Straight from the Specialists
The yuan versus the rupee
(The views expressed in this column are the author’s own and do not represent those of Reuters)
China has been under strong pressure from the US to revalue the yuan because in the US balance of trade deficit, China has the lion’s share.
More recently, the emerging market economies have also raised their voice having encountered almost a similar problem. Last week the RBI brought out a Working Paper (WP) which offers a quantitative assessment of China’s tied exchange rate.
From 14th largest exporter in 1990 China became the largest exporter in 2010. This was mainly because the currency was manipulated to sharpen China’s competitive edge. To keep the yuan tied to the dollar China had to buy $1 billion a day and stack it in its foreign exchange reserves.
India’s two-way trade with China, even by 2001-02 was small, less than $3 billion. In the next eight years, it jumped to over $42 billion, with adverse balance against India at $19 billion. India exported iron ore, other ores and metals, raw cotton, chemicals, gems and jewellery which constituted nearly 60% of total exports to China. The bulk imprints were electronic goods and machinery.
Trade expansion was partly due to GDP growth. The manipulated exchange rate also had its impact though the rupee depreciated against the yuan. In 2001-02 the yuan exchanged for Rs.5.5; now the yuan is up at Rs. 6.5 or by 18%. What is relevant, India’s exports responded much less to cheaper rupee than imports.

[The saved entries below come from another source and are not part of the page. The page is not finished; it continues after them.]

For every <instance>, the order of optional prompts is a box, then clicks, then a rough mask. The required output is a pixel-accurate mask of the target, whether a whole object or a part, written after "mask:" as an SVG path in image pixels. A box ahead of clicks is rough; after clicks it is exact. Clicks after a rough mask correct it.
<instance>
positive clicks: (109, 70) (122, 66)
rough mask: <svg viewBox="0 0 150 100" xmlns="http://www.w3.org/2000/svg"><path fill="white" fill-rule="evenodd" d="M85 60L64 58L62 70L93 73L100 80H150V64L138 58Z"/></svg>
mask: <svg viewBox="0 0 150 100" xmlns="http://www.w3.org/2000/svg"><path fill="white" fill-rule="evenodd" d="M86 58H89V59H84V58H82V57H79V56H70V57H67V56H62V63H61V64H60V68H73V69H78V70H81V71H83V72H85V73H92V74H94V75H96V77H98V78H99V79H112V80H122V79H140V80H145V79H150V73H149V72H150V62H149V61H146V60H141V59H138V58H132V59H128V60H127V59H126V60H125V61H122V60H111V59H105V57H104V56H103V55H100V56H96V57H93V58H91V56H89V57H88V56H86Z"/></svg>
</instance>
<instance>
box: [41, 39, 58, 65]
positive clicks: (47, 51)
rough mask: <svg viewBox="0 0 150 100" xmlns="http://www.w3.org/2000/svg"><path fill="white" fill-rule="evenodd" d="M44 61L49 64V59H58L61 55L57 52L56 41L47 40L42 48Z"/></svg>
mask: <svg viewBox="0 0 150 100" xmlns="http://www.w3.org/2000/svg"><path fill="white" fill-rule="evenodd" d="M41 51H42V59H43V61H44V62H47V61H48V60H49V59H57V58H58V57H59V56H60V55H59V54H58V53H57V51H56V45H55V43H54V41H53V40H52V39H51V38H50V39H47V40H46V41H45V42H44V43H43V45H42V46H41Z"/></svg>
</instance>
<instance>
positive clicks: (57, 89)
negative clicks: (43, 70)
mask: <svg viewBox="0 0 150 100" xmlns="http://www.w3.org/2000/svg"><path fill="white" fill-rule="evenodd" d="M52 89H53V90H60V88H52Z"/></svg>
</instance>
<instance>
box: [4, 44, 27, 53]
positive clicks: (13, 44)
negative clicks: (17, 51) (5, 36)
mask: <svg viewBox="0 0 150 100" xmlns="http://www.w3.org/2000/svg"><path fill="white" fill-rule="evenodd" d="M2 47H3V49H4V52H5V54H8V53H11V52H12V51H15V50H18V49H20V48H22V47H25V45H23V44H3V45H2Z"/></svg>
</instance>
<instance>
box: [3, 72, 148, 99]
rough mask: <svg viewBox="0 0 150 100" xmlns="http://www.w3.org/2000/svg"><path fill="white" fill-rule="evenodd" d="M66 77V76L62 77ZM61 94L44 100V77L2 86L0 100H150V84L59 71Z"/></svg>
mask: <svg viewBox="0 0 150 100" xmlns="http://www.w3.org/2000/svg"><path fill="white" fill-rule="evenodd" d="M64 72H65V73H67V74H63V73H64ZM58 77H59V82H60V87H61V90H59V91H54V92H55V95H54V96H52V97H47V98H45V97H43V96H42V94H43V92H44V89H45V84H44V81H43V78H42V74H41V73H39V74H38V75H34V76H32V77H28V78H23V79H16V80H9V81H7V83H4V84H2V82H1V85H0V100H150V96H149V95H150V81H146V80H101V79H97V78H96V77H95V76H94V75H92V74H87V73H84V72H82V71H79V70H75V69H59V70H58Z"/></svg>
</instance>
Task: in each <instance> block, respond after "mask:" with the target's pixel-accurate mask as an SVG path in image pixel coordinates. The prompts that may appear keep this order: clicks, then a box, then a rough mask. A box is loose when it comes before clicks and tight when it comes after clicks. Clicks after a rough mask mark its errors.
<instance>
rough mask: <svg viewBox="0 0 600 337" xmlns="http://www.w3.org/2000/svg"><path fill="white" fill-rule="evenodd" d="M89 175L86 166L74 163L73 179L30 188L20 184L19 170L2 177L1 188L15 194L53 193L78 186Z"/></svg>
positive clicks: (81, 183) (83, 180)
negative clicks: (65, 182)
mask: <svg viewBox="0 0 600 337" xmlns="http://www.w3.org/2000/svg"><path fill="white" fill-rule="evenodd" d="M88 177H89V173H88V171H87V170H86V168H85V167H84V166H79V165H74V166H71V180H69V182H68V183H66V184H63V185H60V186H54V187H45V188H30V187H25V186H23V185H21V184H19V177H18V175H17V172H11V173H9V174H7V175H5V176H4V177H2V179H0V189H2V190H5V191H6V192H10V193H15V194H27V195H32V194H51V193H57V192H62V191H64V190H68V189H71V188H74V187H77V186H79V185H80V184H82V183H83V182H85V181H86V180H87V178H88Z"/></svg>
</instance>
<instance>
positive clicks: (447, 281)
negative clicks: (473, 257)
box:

The rupee depreciation did not work for two reasons. First, the Chinese industry is heavily subsidized. Even losses of public sector enterprises are made up from the Government budget. Second, the unit cost of labour in China has declined 20 to 80% because wages have lagged behind productivity; in India, wages have outpaced productivity by 10 to 100%. The currency advantage vis-à-vis India was nullified by cost advantage to domestic enterprises In China.
The currency advantage also depends on the elasticity of demand for exports and imports. The RBI WP has estimated that the long term elasticity in respect of India’s exports to China is 2.38 and that of imports from China 2.86. The higher import elasticity meant that imports would rise faster than exports. Therefore if yuan is revalued imports will decline more than exports and shrink the trade deficit.
But Premier Wen Jiabao has other ideas. Appreciation of yuan, he said, must be gradual because it affects jobs and raises pressure on enterprises. In the last ten years yuan has appreciated against the dollar by 18%. The reform aimed to adapt the managed float will be based on a basket of currencies instead of the dollar. Even the gradual adjustment of exchange rate will not increase exports to China because the GDP growth is scheduled to be lowered to 7% in the 12th Five Year Plan (2011-15) against the double digit growth earlier.
The chances of correcting India’s trade deficit with China through currency adjustment are slim. Possibly, as the RBI WP recommends diversification of imports may be a practical way.